The deal includes Ardelyx's lead candidate, RDX5791, an orally
administered NHE3 sodium transport inhibitor. RDX5791 is being
developed for constipation-predominant irritable bowel
syndrome/IBS-C (phase II) and the prevention of sodium overload in
patients with end-stage renal disease (ESRD), chronic kidney
disease (CKD) and heart disease (completed phase I).
As per the terms of the agreement, AstraZeneca will make an upfront
payment of $35 million and milestone payments of $237.5 million, on
the achievement of launch and commercialization targets, to
Ardelyx. Additionally, AstraZeneca will pay tiered double-digit
royalties on net sales of the candidates developed under the
collaboration.
While Ardelyx will conduct the phase II trials, AstraZeneca will
bear the subsequent development costs. Meanwhile, Ardelyx also has
an option to co-promote RDX5791 in the US, subject to certain
pre-specified conditions.
Apart from the licensing agreement, AstraZeneca was also in the
news recently when it suspended its share repurchase program. The
company has repurchased shares worth $2.3 billion during 2012. The
company was targeting net share repurchases of $4.5 billion in
2012. The termination of the share repurchase program will not
affect the 2012 earnings guidance of $6.00 - $6.30 per share.
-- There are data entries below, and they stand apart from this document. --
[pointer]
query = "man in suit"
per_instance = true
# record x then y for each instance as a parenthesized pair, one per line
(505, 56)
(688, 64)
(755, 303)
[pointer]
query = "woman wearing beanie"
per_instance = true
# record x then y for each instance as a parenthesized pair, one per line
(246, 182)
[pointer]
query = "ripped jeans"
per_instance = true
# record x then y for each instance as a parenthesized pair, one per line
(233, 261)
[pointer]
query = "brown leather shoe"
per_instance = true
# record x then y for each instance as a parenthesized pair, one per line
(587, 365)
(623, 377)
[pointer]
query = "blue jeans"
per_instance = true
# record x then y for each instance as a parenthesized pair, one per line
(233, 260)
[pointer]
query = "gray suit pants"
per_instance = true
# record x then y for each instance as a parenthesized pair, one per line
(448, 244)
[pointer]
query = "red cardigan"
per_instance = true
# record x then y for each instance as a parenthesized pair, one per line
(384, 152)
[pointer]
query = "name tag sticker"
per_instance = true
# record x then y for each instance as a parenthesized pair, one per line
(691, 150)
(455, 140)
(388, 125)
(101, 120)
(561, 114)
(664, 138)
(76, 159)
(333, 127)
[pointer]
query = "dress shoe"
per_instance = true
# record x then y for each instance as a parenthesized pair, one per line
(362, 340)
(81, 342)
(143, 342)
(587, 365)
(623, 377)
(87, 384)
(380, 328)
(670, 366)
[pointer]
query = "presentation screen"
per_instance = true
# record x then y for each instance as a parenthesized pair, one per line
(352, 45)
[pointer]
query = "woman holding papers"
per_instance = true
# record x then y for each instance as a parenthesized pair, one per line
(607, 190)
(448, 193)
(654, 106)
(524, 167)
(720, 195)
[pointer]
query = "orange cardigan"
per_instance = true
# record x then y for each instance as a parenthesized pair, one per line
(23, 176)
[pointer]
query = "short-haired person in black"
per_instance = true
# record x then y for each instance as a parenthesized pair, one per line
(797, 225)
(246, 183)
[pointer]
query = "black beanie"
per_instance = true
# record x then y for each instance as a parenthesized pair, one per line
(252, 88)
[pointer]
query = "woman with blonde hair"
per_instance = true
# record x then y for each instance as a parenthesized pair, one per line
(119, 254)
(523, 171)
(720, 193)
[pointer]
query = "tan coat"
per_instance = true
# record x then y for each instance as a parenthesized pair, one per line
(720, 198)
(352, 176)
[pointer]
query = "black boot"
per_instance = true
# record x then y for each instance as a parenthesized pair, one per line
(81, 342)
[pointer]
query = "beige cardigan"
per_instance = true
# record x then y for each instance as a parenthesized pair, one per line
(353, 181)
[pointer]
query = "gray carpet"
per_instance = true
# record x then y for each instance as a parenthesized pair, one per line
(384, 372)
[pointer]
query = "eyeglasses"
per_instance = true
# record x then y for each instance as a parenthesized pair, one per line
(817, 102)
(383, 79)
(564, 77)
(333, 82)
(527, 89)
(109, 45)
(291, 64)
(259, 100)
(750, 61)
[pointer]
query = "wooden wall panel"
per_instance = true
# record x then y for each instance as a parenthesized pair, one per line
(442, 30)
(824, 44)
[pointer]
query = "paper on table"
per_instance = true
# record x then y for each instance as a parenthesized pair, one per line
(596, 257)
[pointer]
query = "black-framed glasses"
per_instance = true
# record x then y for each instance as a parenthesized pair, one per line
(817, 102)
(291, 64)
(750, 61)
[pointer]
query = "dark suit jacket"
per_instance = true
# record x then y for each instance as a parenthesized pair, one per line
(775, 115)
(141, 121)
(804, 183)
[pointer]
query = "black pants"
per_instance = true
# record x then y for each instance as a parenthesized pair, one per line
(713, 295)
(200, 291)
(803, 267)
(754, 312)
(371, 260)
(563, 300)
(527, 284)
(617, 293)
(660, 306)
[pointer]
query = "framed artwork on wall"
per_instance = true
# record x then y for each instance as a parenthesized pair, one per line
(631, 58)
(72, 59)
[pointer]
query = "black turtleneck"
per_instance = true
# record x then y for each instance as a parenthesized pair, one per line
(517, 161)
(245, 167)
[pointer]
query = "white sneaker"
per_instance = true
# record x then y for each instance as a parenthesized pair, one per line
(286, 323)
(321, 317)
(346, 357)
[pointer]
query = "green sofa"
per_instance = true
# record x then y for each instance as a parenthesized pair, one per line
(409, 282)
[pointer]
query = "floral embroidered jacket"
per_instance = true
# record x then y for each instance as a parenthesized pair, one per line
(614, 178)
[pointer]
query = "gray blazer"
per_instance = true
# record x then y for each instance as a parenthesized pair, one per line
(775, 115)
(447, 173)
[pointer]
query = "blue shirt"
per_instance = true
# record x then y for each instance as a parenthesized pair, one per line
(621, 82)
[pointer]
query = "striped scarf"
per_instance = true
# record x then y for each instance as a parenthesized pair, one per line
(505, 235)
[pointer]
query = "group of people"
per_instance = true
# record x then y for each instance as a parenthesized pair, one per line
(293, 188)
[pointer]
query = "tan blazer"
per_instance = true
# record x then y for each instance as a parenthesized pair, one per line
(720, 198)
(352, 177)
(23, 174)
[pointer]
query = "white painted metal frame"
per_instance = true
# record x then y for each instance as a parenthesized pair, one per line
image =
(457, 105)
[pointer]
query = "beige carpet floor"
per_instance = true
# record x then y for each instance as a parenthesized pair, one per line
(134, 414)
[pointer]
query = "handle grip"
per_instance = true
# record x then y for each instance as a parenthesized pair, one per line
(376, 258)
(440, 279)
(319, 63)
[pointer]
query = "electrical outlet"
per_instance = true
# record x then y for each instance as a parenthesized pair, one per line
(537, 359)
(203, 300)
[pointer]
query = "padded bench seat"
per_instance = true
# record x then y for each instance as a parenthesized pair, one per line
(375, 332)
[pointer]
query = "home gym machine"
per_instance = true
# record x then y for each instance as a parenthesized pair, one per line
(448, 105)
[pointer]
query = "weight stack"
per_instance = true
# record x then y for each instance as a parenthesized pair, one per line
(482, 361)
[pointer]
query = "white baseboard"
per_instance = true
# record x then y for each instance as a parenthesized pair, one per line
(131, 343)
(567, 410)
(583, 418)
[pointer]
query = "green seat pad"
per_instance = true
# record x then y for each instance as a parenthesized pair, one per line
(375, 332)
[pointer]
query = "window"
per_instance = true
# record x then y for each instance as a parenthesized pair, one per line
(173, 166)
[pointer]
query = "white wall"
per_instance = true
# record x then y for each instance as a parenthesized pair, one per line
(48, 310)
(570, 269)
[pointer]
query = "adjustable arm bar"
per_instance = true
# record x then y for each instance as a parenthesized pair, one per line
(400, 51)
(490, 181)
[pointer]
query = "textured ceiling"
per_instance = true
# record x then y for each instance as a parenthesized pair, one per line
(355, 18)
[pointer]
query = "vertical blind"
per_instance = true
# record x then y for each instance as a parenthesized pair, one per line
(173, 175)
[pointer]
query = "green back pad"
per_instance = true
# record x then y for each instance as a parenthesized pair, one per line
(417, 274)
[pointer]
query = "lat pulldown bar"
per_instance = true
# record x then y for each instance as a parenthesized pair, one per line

This step was taken by the new Chief Executive Officer (CEO) Pascal
Soriot, who joined AstraZeneca in August 2012 from
Roche Holdings Ltd.
(
RHHBY
) to maintain flexibility while he reviews AstraZeneca's annual
strategy.
Our Recommendation
We are encouraged by AstraZeneca's focus on the high-potential
emerging markets. We are pleased with its efforts to expand its
pipeline and portfolio through mergers and acquisitions.
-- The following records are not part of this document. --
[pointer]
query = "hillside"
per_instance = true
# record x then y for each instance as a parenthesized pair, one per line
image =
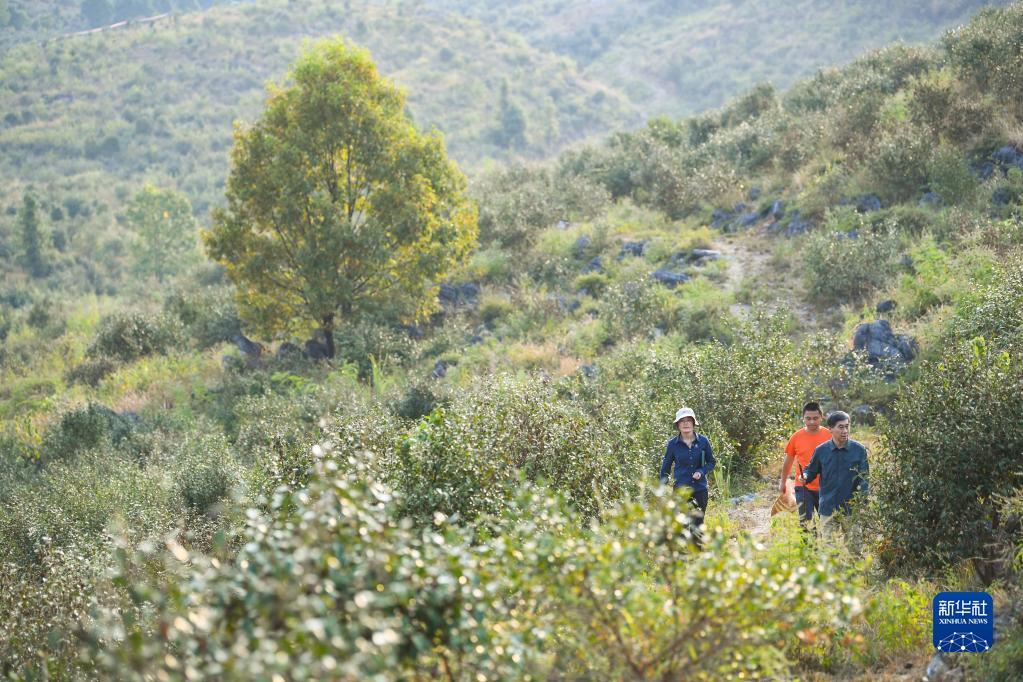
(678, 57)
(160, 99)
(189, 493)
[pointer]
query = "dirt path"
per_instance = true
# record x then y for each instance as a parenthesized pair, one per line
(752, 275)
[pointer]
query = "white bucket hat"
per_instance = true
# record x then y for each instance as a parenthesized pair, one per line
(685, 412)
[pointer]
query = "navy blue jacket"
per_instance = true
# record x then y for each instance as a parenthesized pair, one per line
(686, 460)
(843, 471)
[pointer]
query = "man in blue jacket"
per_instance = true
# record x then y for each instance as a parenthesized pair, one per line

The Ardelyx agreement, Ardea acquisition, the
Amgen
(
AMGN
) collaboration and the expansion of the diabetes alliance with
Bristol-Myers Squibb
(
BMY
), all represent the company's efforts in this direction. We expect
more such deals in the near term.
However, we remain concerned about the generic competition faced by
the company's key products. In 2011, the company lost revenues
worth almost $2 billion to generic competition. The weak late-stage
pipeline at AstraZeneca coupled with slow Brilinta uptake also
bothers us.
We currently have a Neutral recommendation on AstraZeneca. The
stock carries a Zacks #3 Rank (Hold rating) in the short run.